Evaluating the Energy-Efficiency of the Code Generated by LLMs
Md Arman Islam, Devi Varaprasad Jonnala, Ritika Rekhi, Pratik Pokharel, Siddharth Cilamkoti, Asif Imran, Tevfik Kosar, Bekir Turkkan
TL;DR
The paper tackles the problem of energy efficiency in AI-assisted code generation by systematically benchmarking 20 LLMs on 878 LeetCode problems against canonical human-written solutions. It introduces a comprehensive evaluation framework that jointly measures energy consumption, runtime, memory usage, token costs, and generation success across two dataset sets, using identical prompts and fair comparison protocols. Key findings show canonical solutions are consistently more energy-efficient and memory-efficient than LLM-generated code, with energy gaps that can reach large factors for algorithms like Dynamic Programming, Backtracking, and Bit Manipulation; among LLMs, DeepSeek-v3 and GPT-4o often perform best on energy metrics but still lag behind human code. The work highlights the environmental and economic implications of AI-assisted code generation, and it advocates for sustainability-oriented benchmarks and prompting strategies to reduce emissions and resource use in practical software development. Overall, the study provides a rigorous, data-driven argument for integrating green metrics into the design and evaluation of next-generation code-generation tools.
Abstract
As the quality of code generated by Large Language Models (LLMs) improves, their adoption in the software industry for automated code generation continues to grow. Researchers primarily focus on enhancing the functional correctness of the generated code while commonly overlooking its energy efficiency and environmental impact. This paper investigates the energy efficiency of the code generated by 20 popular LLMs for 878 programming problems of varying difficulty levels and diverse algorithmic categories selected from the LeetCode platform by comparing them against canonical human-written solutions.
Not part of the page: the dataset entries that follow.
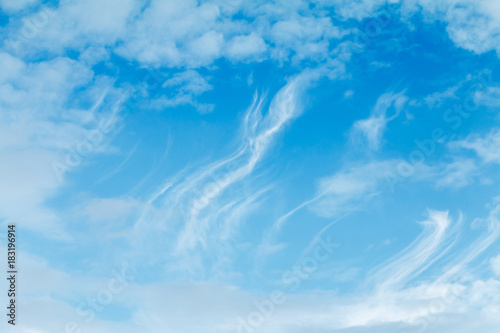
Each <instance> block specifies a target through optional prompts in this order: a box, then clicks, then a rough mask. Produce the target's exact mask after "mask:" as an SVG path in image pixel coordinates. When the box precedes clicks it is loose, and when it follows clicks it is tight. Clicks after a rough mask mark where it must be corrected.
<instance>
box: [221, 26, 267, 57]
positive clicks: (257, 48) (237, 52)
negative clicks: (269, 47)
mask: <svg viewBox="0 0 500 333" xmlns="http://www.w3.org/2000/svg"><path fill="white" fill-rule="evenodd" d="M266 49H267V45H266V43H265V42H264V40H263V39H262V38H261V37H260V36H258V35H257V34H255V33H253V32H252V33H251V34H250V35H248V36H235V37H233V39H232V40H231V41H230V42H229V44H228V46H227V55H228V57H229V59H236V60H240V59H246V58H258V57H259V56H260V55H261V54H262V53H263V52H265V51H266Z"/></svg>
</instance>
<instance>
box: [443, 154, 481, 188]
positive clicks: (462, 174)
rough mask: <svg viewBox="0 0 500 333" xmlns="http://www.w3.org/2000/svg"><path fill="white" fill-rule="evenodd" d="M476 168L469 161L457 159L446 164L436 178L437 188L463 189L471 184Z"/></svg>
mask: <svg viewBox="0 0 500 333" xmlns="http://www.w3.org/2000/svg"><path fill="white" fill-rule="evenodd" d="M476 170H477V166H476V164H475V162H474V161H473V160H471V159H458V160H455V161H453V162H451V163H449V164H446V165H445V167H444V170H443V171H442V172H441V173H440V175H439V176H438V179H437V181H436V186H437V187H456V188H458V187H463V186H466V185H469V184H471V183H472V181H473V178H474V177H475V175H476Z"/></svg>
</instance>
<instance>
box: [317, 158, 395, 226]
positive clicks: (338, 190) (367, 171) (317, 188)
mask: <svg viewBox="0 0 500 333" xmlns="http://www.w3.org/2000/svg"><path fill="white" fill-rule="evenodd" d="M397 162H398V161H397V160H388V161H381V162H370V163H367V164H365V165H360V166H354V167H349V168H345V169H344V170H341V171H339V172H337V173H335V174H334V175H332V176H329V177H325V178H322V179H320V180H319V181H318V186H317V190H316V193H317V195H316V197H315V198H314V199H313V200H312V201H310V202H308V205H310V208H311V210H312V211H313V212H315V213H316V214H318V215H320V216H324V217H338V216H340V215H342V214H345V213H347V212H349V211H351V210H358V209H360V207H361V206H362V205H363V204H364V203H365V202H366V201H368V200H370V199H371V198H372V197H373V196H375V195H377V194H378V193H379V192H380V191H381V187H382V186H383V185H384V184H385V183H384V182H385V181H386V174H387V172H388V170H392V169H394V168H395V166H396V165H397Z"/></svg>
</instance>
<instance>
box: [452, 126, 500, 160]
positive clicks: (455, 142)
mask: <svg viewBox="0 0 500 333" xmlns="http://www.w3.org/2000/svg"><path fill="white" fill-rule="evenodd" d="M449 145H450V147H451V148H462V149H469V150H472V151H474V152H475V153H476V154H477V155H478V156H479V157H480V158H481V159H482V160H483V161H484V162H485V163H500V129H498V128H495V129H493V130H492V131H491V132H490V133H488V134H486V135H484V136H479V135H477V134H471V135H469V136H468V137H467V138H465V139H464V140H461V141H454V142H451V143H450V144H449Z"/></svg>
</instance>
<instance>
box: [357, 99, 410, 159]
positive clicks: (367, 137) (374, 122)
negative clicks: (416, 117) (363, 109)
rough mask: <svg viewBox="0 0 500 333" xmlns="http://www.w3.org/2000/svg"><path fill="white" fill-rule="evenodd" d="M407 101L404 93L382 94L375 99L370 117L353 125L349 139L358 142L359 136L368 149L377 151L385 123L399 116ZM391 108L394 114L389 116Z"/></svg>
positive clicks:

Although LLMs can produce functionally correct results in most cases, our findings show that the performance and energy efficiency of LLM-produced solutions are often far below those of human-written solutions. Among the studied LLMs, DeepSeek-v3 and GPT-4o generate the most energy-efficient code, whereas Grok-2 and Gemini-1.5-Pro are among the least energy-efficient models. On average, human-generated canonical solutions are approximately 1.17 times more energy efficient than DeepSeek-v3, 1.21 times more energy efficient than GPT-4o, and over 2 times more energy efficient than Grok-2 and Gemini-1.5-Pro. For specific algorithmic groups such as dynamic programming, backtracking, and bit manipulation, LLM-generated code can consume up to 450 times more energy than human-generated canonical solutions.